Силоам - [69]
— Шах и мат! — восклицал вдруг Жером, уже поднимаясь, чтобы идти.
— Ах, извините! Еще нет! На этот раз я вам делаю шах…
— Да, правда! — говорил Жером, принужденный снова сесть. — О чем я только думал?
Да, действительно, о ком это он думал? Это была измена! Вскоре Жером даже и не старался скрывать своего нетерпения. Он больше не дожидался окончания партии. С восьми часов он начинал выказывать признаки раздражения. Он доставал часы или поворачивался к двери. Под конец, во что бы то ни стало, он торопил игру, опрокидывал фигуры, цеплялся за малейшее мимолетное поражение, может быть, намеренное, как за предлог, чтобы бросить игру. Симон ни о чем его не спрашивал. Он отпускал его без объяснений. Он знал или думал, что знал, имя этой спешки, этого нетерпения. И Массюб тоже, наверное, его знал — он-то все знал, за всем следил! Поднимаясь к своему корпусу, на этот раз один, затерявшись в густой тени елей, Симон повторял себе это имя, сложенное из степенных слогов и с резким звуком, взметающимся между ними.
Симон прошел по тихому коридору и оказался около двери, той самой двери, через которую, несколько месяцев назад, впервые вошел в Дом… Он открыл ее и оказался на крыльце. Но ему пришлось остановиться. Дождь ожесточенно барабанил по ступенькам, темнота была полная. Ветер налетал короткими неожиданными порывами… Симон прислонился к деревянной стойке, поддерживавшей навес.

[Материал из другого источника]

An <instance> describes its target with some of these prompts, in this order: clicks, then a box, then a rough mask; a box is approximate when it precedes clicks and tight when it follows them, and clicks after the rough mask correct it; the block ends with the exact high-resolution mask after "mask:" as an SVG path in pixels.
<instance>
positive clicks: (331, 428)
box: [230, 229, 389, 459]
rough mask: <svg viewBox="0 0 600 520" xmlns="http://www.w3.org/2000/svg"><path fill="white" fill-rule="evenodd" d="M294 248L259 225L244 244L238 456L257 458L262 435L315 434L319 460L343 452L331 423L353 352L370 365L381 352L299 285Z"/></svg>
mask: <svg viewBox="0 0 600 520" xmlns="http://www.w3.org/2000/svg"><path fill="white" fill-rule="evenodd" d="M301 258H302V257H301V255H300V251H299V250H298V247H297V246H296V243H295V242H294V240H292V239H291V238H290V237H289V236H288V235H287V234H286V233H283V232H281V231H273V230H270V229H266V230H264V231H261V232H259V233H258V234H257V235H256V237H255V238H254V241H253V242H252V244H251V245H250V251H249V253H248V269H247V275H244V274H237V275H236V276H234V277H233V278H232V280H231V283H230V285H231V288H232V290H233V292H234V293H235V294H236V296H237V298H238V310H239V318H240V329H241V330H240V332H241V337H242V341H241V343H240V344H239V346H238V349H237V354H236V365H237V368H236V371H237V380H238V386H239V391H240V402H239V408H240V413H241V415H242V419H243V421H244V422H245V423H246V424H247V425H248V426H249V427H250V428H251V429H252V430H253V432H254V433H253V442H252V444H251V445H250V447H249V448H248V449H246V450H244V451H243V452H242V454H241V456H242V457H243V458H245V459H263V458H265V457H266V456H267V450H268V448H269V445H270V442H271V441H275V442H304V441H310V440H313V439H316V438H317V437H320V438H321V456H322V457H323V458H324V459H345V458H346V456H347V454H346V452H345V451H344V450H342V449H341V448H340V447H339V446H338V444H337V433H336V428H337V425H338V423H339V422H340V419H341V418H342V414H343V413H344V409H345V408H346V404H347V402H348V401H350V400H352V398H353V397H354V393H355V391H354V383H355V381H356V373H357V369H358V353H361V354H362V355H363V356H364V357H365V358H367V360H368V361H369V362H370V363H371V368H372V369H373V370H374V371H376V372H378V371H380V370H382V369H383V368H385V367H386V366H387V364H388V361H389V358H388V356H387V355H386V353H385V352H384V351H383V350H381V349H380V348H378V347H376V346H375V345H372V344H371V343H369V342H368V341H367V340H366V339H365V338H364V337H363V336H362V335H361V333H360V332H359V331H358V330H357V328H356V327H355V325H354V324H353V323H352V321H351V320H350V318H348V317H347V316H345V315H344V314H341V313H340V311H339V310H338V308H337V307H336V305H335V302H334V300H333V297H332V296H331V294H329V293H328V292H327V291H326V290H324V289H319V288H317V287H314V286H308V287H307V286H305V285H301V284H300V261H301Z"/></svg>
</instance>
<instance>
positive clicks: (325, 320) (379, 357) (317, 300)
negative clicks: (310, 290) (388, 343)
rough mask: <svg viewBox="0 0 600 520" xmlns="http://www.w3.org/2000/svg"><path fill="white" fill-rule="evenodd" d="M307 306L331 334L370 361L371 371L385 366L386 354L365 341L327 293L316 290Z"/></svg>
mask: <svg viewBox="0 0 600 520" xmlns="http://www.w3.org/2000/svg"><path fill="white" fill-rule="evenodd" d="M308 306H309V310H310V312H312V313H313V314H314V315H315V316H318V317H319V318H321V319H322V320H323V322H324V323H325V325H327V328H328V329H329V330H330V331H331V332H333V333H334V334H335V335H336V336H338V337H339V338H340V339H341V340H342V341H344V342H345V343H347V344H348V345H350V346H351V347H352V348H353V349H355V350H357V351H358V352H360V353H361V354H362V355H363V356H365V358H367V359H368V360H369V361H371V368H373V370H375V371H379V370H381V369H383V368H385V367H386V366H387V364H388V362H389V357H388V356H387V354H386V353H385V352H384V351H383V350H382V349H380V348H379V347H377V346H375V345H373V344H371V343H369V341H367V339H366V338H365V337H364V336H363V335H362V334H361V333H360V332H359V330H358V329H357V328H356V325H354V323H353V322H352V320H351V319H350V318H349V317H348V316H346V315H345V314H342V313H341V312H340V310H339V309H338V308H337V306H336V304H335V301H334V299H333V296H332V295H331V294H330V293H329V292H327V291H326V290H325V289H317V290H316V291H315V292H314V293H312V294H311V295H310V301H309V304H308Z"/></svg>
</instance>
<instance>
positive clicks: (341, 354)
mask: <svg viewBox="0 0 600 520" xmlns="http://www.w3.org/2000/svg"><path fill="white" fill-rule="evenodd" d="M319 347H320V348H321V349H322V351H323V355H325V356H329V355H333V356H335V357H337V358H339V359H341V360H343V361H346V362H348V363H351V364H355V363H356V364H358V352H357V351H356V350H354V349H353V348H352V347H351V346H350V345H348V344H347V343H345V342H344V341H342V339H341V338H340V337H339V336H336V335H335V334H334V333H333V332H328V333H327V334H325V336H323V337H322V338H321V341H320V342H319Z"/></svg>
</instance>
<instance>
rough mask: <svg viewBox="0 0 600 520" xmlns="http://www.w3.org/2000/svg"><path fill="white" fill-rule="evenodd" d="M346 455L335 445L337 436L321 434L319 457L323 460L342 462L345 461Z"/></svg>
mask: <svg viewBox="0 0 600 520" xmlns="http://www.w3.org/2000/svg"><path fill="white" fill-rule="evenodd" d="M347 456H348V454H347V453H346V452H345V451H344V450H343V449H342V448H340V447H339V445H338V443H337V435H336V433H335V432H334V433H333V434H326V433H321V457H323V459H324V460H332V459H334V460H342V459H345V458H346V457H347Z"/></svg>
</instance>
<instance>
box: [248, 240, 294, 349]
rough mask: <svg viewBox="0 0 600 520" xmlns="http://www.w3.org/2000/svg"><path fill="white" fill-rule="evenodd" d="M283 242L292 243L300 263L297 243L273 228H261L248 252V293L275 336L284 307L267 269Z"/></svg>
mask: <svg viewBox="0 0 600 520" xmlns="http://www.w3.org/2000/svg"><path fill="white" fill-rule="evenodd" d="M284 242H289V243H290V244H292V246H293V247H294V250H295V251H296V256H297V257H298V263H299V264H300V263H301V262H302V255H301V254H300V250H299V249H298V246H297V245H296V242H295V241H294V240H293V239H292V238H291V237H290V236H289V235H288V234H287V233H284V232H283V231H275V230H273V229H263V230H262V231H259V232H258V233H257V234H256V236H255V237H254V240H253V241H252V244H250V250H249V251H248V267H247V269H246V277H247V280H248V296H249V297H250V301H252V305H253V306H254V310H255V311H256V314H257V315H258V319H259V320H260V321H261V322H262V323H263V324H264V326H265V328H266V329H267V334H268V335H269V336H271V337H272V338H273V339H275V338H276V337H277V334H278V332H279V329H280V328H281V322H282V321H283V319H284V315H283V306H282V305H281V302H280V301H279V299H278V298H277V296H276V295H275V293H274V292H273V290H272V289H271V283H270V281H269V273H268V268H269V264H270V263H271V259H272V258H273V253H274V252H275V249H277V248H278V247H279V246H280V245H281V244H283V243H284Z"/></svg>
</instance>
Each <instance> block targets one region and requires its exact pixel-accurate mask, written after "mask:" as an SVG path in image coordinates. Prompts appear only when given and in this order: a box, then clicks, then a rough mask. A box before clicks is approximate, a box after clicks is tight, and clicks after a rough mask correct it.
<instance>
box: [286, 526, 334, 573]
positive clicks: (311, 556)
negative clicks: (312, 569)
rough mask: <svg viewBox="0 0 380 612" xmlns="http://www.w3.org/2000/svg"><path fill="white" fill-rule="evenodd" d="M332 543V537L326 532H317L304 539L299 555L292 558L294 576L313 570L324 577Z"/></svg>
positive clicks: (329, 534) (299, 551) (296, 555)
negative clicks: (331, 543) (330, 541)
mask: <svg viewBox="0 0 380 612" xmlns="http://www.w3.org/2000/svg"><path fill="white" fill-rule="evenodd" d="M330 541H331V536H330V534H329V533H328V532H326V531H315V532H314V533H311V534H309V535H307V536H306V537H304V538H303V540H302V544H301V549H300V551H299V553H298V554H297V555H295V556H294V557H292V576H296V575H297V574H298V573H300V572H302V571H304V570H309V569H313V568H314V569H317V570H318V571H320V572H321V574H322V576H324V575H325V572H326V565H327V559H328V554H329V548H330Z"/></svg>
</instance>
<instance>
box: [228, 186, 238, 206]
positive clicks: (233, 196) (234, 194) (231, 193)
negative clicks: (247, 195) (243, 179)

Он смотрел на ночь — ту ночь, которой все, казалось, избегали — и не чувствовал в ней никакой враждебности. Из дырявой водосточной трубы выплескивался поток воды, разбиваясь о камень подле него; он не видел, как она течет, так темна была ночь, но шум воды вызывал у него какое-то радостное возбуждение, и он подставлял ноги под брызги, как дети, радующиеся ливню, которые, пересекая улицу, старательно шлепают по ручейку, несмотря на то, что их журят за стремление к этому непонятному удовольствию. Под навесом болтался электрический фонарь; он не был зажжен, но, поскольку ветер раскачивал его во все стороны, выдавал свое присутствие слабым скрипом, резкой нотой аккомпанирующим шуму воды. Симон чувствовал, что холодные брызги промочили ему ноги сквозь чулки. Снизу поднимался сильный запах мокрой земли, насыщенной водой зелени. Молодой человек угадывал перед собой плотные ряды елей, поднимающиеся вдоль темных стен… Он вдруг пожалел, что один. Ему вспомнился разговор о любви, состоявшийся за столом между Массюбом и маленьким нотариусом. Естественно, оба они заблуждались. Любовь — вовсе не то, что они себе представляют. Любовь — ах! это значит вдвоем наслаждаться холодом этих капель на коже, визгливым скрипом маленького фонаря, вместе дышать запахом земли… Любовь — это вместе уйти через эту ночь, идти по мокрой траве, расстаться, говоря: «До завтра…» Но образ Массюба преследовал его. Он вновь видел его таким, каким он был несколькими днями раньше, когда поднимался по тропинке с подавленным видом, с неподъемным грузом темноты на плечах. «Думаете, они быстрее выздоровеют, сбивая колени?..» Он еще слышал этот грубый, срывающийся голос, от которого сгущалась ночь. В сравнении со многими другими, с Лаблашем или Ломбардо, Массюб, конечно, был живым человеком! Он, в общем, со всеми своими перегибами, был предпочтительнее стольких людей, которых Симон уже встречал, — этих маньяков-радиофилов, газетных фанатиков, отупевших от упорного чтения всемирных новостей, репортажей о велогонках, воскресных речей, историй об изнасилованных девочках или самоубийствах через отравление газом… Да, он был живее их всех! Но это был смертоносный живой человек, чьи слова убивали. Не следовало слишком много думать о Массюбе; нельзя одному так глубоко окунаться в ночь: думаешь, что спасаешь тень, а тень тащит тебя за собой.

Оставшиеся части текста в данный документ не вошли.